I had a chance to chat virtually with Michael Fawcett, who teaches 5th grade geography and mathematics in a rural Virginia school district. His district chose to go 100% virtual rather than risk the possibility of exposing students to Covid-19. Here is what he had to say about the first few weeks of school.
So, Michael, what are challenges for a rural district at this moment that suburban or urban districts may not have?
One of the biggest challenges we’ve been facing as a rural district during this time of virtual learning is simply ensuring that all students have internet and computer access. Affordable rural internet is an issue that’s currently being discussed in the Virginia legislature.
This also brings up the issue of equitable grading practices. If a student does not have access to the same information as their classmates, how can they possibly be graded in the same manner?
How have rural school districts worked to overcome these challenges?

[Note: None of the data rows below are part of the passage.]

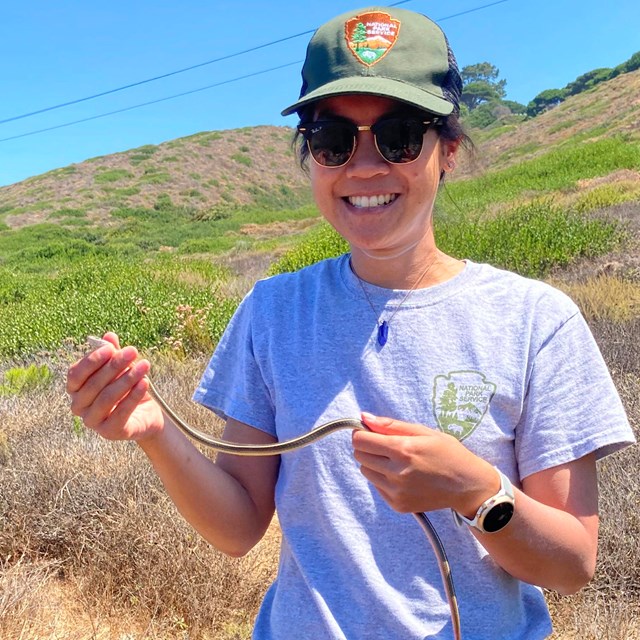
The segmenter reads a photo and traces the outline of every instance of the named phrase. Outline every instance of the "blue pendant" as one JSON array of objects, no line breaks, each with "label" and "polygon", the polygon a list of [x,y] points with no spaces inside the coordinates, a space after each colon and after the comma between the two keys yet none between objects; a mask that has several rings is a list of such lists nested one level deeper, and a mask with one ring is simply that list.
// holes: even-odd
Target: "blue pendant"
[{"label": "blue pendant", "polygon": [[387,344],[387,340],[389,338],[389,325],[387,321],[384,320],[381,325],[378,326],[378,344],[381,347],[384,347]]}]

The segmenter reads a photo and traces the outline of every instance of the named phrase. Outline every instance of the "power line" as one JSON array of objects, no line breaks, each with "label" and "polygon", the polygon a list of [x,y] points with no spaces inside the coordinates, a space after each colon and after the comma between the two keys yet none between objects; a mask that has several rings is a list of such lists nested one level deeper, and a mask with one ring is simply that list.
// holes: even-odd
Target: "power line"
[{"label": "power line", "polygon": [[[412,0],[402,0],[401,2],[396,2],[394,5],[390,5],[390,6],[406,4],[407,2],[411,2],[411,1]],[[482,9],[488,9],[489,7],[493,7],[493,6],[498,5],[498,4],[503,4],[503,3],[508,2],[508,1],[509,0],[496,0],[495,2],[491,2],[489,4],[485,4],[485,5],[482,5],[482,6],[479,6],[479,7],[474,7],[473,9],[468,9],[466,11],[461,11],[460,13],[456,13],[456,14],[452,14],[452,15],[449,15],[449,16],[445,16],[444,18],[439,18],[439,19],[436,20],[436,22],[444,22],[445,20],[450,20],[451,18],[457,18],[459,16],[463,16],[463,15],[466,15],[466,14],[469,14],[469,13],[473,13],[475,11],[480,11]],[[313,33],[314,31],[315,30],[311,30],[311,31],[306,31],[304,33],[297,34],[295,36],[288,36],[286,38],[282,38],[282,39],[274,41],[272,43],[259,45],[258,47],[255,47],[253,49],[247,49],[247,51],[255,51],[256,49],[268,47],[268,46],[271,46],[272,44],[276,44],[277,42],[283,42],[285,40],[290,40],[291,38],[296,38],[296,37],[298,37],[300,35]],[[227,56],[224,56],[223,58],[219,58],[218,60],[224,60],[224,59],[232,58],[234,56],[241,55],[242,53],[246,53],[247,51],[240,52],[240,53],[235,53],[235,54],[229,54]],[[196,65],[196,66],[190,67],[190,68],[194,69],[197,66],[203,66],[205,64],[210,64],[211,62],[214,62],[214,61],[210,61],[209,63],[201,63],[200,65]],[[204,87],[199,87],[198,89],[192,89],[190,91],[184,91],[182,93],[176,93],[174,95],[166,96],[164,98],[158,98],[157,100],[150,100],[148,102],[142,102],[142,103],[139,103],[139,104],[131,105],[129,107],[124,107],[122,109],[116,109],[115,111],[108,111],[106,113],[100,113],[100,114],[97,114],[95,116],[89,116],[87,118],[81,118],[80,120],[73,120],[71,122],[65,122],[63,124],[54,125],[52,127],[46,127],[44,129],[37,129],[35,131],[28,131],[27,133],[21,133],[21,134],[15,135],[15,136],[9,136],[7,138],[0,138],[0,143],[1,142],[8,142],[9,140],[17,140],[19,138],[26,138],[28,136],[33,136],[33,135],[36,135],[36,134],[39,134],[39,133],[46,133],[47,131],[54,131],[56,129],[62,129],[64,127],[70,127],[72,125],[81,124],[83,122],[89,122],[91,120],[98,120],[100,118],[106,118],[107,116],[116,115],[118,113],[124,113],[125,111],[132,111],[133,109],[139,109],[141,107],[146,107],[146,106],[149,106],[149,105],[152,105],[152,104],[158,104],[159,102],[165,102],[167,100],[173,100],[175,98],[180,98],[180,97],[187,96],[187,95],[190,95],[190,94],[193,94],[193,93],[198,93],[200,91],[205,91],[207,89],[213,89],[214,87],[219,87],[219,86],[222,86],[222,85],[225,85],[225,84],[230,84],[232,82],[237,82],[239,80],[245,80],[247,78],[252,78],[254,76],[262,75],[263,73],[270,73],[272,71],[277,71],[278,69],[284,69],[285,67],[291,67],[293,65],[298,65],[298,64],[301,64],[301,63],[302,63],[302,60],[296,60],[295,62],[287,62],[286,64],[282,64],[282,65],[279,65],[277,67],[271,67],[270,69],[263,69],[262,71],[255,71],[253,73],[249,73],[249,74],[246,74],[246,75],[243,75],[243,76],[237,76],[237,77],[231,78],[229,80],[223,80],[222,82],[216,82],[214,84],[210,84],[210,85],[207,85],[207,86],[204,86]],[[164,78],[164,77],[167,77],[167,75],[174,75],[175,73],[180,73],[180,72],[176,71],[176,72],[173,72],[171,74],[165,74],[163,76],[157,76],[157,78],[153,78],[153,79]],[[137,84],[143,84],[145,82],[151,82],[153,79],[141,81],[141,82],[139,82]],[[128,85],[128,86],[136,86],[136,85],[133,84],[133,85]],[[79,100],[72,101],[72,102],[67,102],[64,105],[57,105],[57,106],[54,106],[54,107],[48,107],[47,109],[42,109],[42,110],[40,110],[38,112],[33,112],[32,114],[25,114],[24,116],[16,116],[14,118],[10,118],[9,120],[17,120],[17,119],[19,119],[21,117],[27,117],[28,115],[35,115],[36,113],[43,113],[44,111],[51,111],[53,109],[57,109],[57,108],[60,108],[60,107],[63,107],[63,106],[67,106],[67,105],[70,105],[70,104],[76,104],[77,102],[83,102],[83,101],[90,100],[90,99],[98,97],[98,96],[107,95],[108,93],[114,93],[115,91],[121,91],[122,89],[125,89],[125,88],[128,88],[128,87],[121,87],[119,89],[113,89],[111,91],[103,92],[101,94],[96,94],[95,96],[91,96],[91,97],[87,97],[87,98],[81,98]],[[0,121],[0,124],[8,122],[9,120],[2,120],[2,121]]]},{"label": "power line", "polygon": [[467,9],[466,11],[461,11],[460,13],[454,13],[453,15],[447,16],[446,18],[440,18],[436,20],[436,22],[444,22],[445,20],[451,20],[451,18],[459,18],[460,16],[466,16],[468,13],[473,13],[474,11],[480,11],[481,9],[488,9],[489,7],[494,7],[497,4],[503,4],[504,2],[509,2],[509,0],[497,0],[497,2],[492,2],[490,4],[483,4],[481,7],[474,7],[473,9]]},{"label": "power line", "polygon": [[107,113],[100,113],[95,116],[89,116],[88,118],[82,118],[80,120],[74,120],[73,122],[65,122],[63,124],[58,124],[53,127],[46,127],[45,129],[38,129],[37,131],[29,131],[27,133],[21,133],[17,136],[10,136],[9,138],[0,138],[0,142],[7,142],[8,140],[17,140],[18,138],[26,138],[27,136],[34,136],[37,133],[45,133],[46,131],[53,131],[55,129],[62,129],[63,127],[70,127],[74,124],[80,124],[81,122],[89,122],[90,120],[97,120],[98,118],[106,118],[107,116],[113,116],[116,113],[124,113],[125,111],[131,111],[132,109],[139,109],[140,107],[146,107],[151,104],[157,104],[158,102],[165,102],[166,100],[173,100],[174,98],[180,98],[182,96],[188,96],[192,93],[198,93],[199,91],[205,91],[206,89],[213,89],[214,87],[219,87],[223,84],[229,84],[231,82],[237,82],[238,80],[245,80],[246,78],[251,78],[253,76],[259,76],[263,73],[269,73],[270,71],[277,71],[278,69],[284,69],[285,67],[291,67],[294,64],[302,64],[302,60],[296,60],[295,62],[287,62],[286,64],[281,64],[277,67],[271,67],[271,69],[263,69],[262,71],[254,71],[253,73],[248,73],[244,76],[238,76],[236,78],[231,78],[230,80],[223,80],[222,82],[216,82],[215,84],[209,84],[206,87],[199,87],[198,89],[191,89],[191,91],[184,91],[183,93],[176,93],[172,96],[166,96],[165,98],[158,98],[157,100],[150,100],[149,102],[142,102],[140,104],[134,104],[130,107],[124,107],[123,109],[116,109],[115,111],[109,111]]},{"label": "power line", "polygon": [[[506,0],[502,0],[506,2]],[[412,0],[401,0],[400,2],[393,3],[392,7],[406,4],[407,2],[412,2]],[[14,122],[16,120],[22,120],[23,118],[30,118],[31,116],[37,116],[41,113],[46,113],[47,111],[54,111],[55,109],[62,109],[63,107],[69,107],[73,104],[79,104],[80,102],[87,102],[88,100],[94,100],[96,98],[102,98],[103,96],[108,96],[112,93],[118,93],[119,91],[124,91],[125,89],[132,89],[133,87],[139,87],[143,84],[148,84],[149,82],[155,82],[156,80],[163,80],[164,78],[170,78],[171,76],[176,76],[179,73],[185,73],[186,71],[193,71],[194,69],[200,69],[201,67],[206,67],[207,65],[214,64],[215,62],[222,62],[223,60],[230,60],[231,58],[236,58],[238,56],[242,56],[245,53],[252,53],[253,51],[258,51],[260,49],[266,49],[267,47],[272,47],[276,44],[281,44],[283,42],[287,42],[288,40],[294,40],[295,38],[299,38],[301,36],[306,36],[311,33],[314,33],[315,29],[309,29],[308,31],[302,31],[300,33],[295,33],[292,36],[285,36],[284,38],[280,38],[278,40],[273,40],[271,42],[266,42],[264,44],[257,45],[255,47],[251,47],[250,49],[244,49],[243,51],[238,51],[236,53],[229,53],[225,56],[220,56],[219,58],[214,58],[213,60],[207,60],[206,62],[200,62],[198,64],[191,65],[190,67],[184,67],[183,69],[177,69],[176,71],[169,71],[168,73],[163,73],[159,76],[154,76],[153,78],[147,78],[146,80],[138,80],[137,82],[132,82],[131,84],[123,85],[122,87],[116,87],[115,89],[108,89],[107,91],[101,91],[100,93],[94,93],[90,96],[85,96],[84,98],[77,98],[75,100],[69,100],[67,102],[61,102],[60,104],[54,104],[50,107],[44,107],[42,109],[38,109],[37,111],[30,111],[29,113],[22,113],[17,116],[12,116],[10,118],[5,118],[4,120],[0,120],[0,124],[6,124],[7,122]],[[144,106],[144,105],[141,105]],[[117,112],[114,112],[117,113]],[[1,142],[1,140],[0,140]]]}]

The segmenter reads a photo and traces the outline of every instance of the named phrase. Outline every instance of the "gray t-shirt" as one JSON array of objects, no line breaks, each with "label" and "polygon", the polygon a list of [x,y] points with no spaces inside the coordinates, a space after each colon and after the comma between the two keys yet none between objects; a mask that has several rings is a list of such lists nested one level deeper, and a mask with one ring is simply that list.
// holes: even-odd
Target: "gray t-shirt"
[{"label": "gray t-shirt", "polygon": [[[633,442],[591,333],[562,293],[469,261],[399,308],[406,292],[366,287],[371,304],[349,256],[258,282],[194,398],[278,440],[361,411],[425,424],[462,440],[515,486]],[[452,637],[423,532],[362,476],[348,432],[282,456],[276,508],[279,571],[254,638]],[[498,567],[449,510],[428,515],[448,552],[463,637],[551,633],[539,588]]]}]

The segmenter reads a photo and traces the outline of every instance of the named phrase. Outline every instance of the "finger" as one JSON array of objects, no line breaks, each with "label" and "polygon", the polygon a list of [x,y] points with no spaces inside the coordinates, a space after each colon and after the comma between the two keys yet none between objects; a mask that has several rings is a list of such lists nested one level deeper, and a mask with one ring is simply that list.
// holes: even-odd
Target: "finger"
[{"label": "finger", "polygon": [[379,456],[372,453],[355,449],[353,457],[360,464],[360,469],[370,469],[380,475],[387,476],[390,471],[390,459],[387,456]]},{"label": "finger", "polygon": [[116,349],[120,348],[120,339],[113,331],[107,331],[107,333],[102,336],[102,339],[110,342]]},{"label": "finger", "polygon": [[367,466],[360,467],[360,473],[378,490],[387,492],[390,483],[384,473],[380,473]]},{"label": "finger", "polygon": [[135,439],[136,433],[125,430],[131,414],[144,400],[149,381],[146,378],[139,380],[129,391],[129,393],[118,402],[110,415],[102,422],[90,427],[97,434],[108,440]]},{"label": "finger", "polygon": [[71,365],[67,372],[67,392],[75,393],[78,391],[96,371],[109,361],[113,354],[113,345],[105,344]]},{"label": "finger", "polygon": [[398,499],[398,491],[396,487],[389,482],[389,479],[384,476],[384,474],[380,474],[367,467],[361,467],[360,471],[392,509],[395,509],[396,511],[407,511],[407,509],[403,508],[403,505]]},{"label": "finger", "polygon": [[93,402],[95,397],[108,384],[119,378],[125,371],[133,366],[138,351],[135,347],[114,349],[112,345],[100,347],[95,353],[102,358],[106,352],[107,359],[84,383],[83,392]]},{"label": "finger", "polygon": [[424,435],[425,431],[429,431],[428,427],[421,424],[412,424],[410,422],[403,422],[402,420],[394,420],[393,418],[374,416],[366,411],[362,412],[361,420],[374,433],[384,435],[414,436]]},{"label": "finger", "polygon": [[[141,360],[105,384],[82,412],[85,424],[94,426],[103,422],[148,372],[149,363]],[[148,383],[145,383],[145,391],[147,388]]]}]

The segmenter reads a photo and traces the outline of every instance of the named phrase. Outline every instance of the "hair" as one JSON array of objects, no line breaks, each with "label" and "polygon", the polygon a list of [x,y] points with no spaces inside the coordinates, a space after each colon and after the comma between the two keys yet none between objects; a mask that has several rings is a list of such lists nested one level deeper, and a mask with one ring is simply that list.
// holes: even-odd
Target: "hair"
[{"label": "hair", "polygon": [[[462,122],[460,121],[460,98],[462,96],[462,78],[460,77],[460,70],[458,68],[458,62],[455,55],[449,45],[449,40],[445,35],[445,42],[447,43],[447,56],[449,59],[449,70],[442,82],[442,94],[444,99],[453,105],[453,111],[448,116],[440,116],[440,122],[436,125],[438,136],[445,142],[459,142],[460,145],[473,152],[474,144],[471,138],[468,136]],[[408,109],[412,112],[424,115],[433,115],[418,107],[411,107],[407,105]],[[298,110],[299,124],[303,122],[310,122],[313,120],[314,112],[316,110],[316,103],[312,102]],[[298,156],[300,167],[303,171],[308,171],[307,160],[309,159],[309,148],[304,142],[304,138],[299,131],[296,130],[291,146]],[[444,172],[440,177],[440,182],[444,180]]]}]

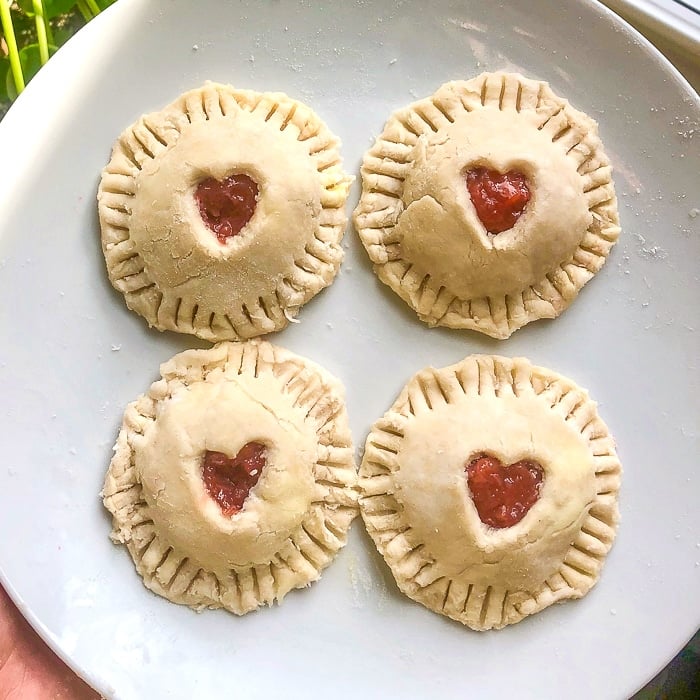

Many rural districts have issued WiFi hotspots to families that give them internet access. This works well, provided that cell service is available in their areas. The districts are also issuing Chromebooks for families to use during this time.
In many cases one family may have students studying at each level of the district – elementary, middle and high – and because of this, many districts are offering a staggered schedule so that families do not need to worry about more than one student needing to be online at a time.
Due to this staggered schedule, instruction time is shortened; however, in good teaching practices where students are actually in the classroom, direct instruction usually lasts at most 20 minutes before the students should be working on their own or in small groups. And so direct instruction actually remains about the same, with small group instruction and independent work occurring throughout the afternoon.
Districts are still working hard to find solutions for those students who still are unable to access the internet at home. Thumb drives with recorded lessons and printable assignments are provided to those students who at least have computer access, while printed copies and instructions are provided to those who have neither computer nor internet access. In these cases teachers often provide direct instruction over the phone. While this system is not perfect, it at least helps the student keep from falling too far behind until a better solution is found.
How are you making connections with students?
In my district each student is assigned a homeroom in Google Classroom, and a homeroom morning meeting is held every morning; this gives students and teachers a chance to check in with each other, make sure everything’s going OK, and troubleshoot any problems that might be occurring. This homeroom is a vital time for building relationships between students and their teachers, which is so important towards building student investment in their lessons.
Teachers are also working to streamline their instruction to make it as easily accessible as possible. By using platforms such as Google Classroom, Screencastify, and Google Meet, teachers can provide direct instruction to their students and then provide recordings of their lessons with resources and assignments in a timeline style format via the Google Classroom stream. Should a student miss a day of online instruction, he or she still has a summary and all of the resources to help him or her with easy access.
By putting all of these practices into play it’s our hope that we can make the student experience as equitable and enjoyable as possible.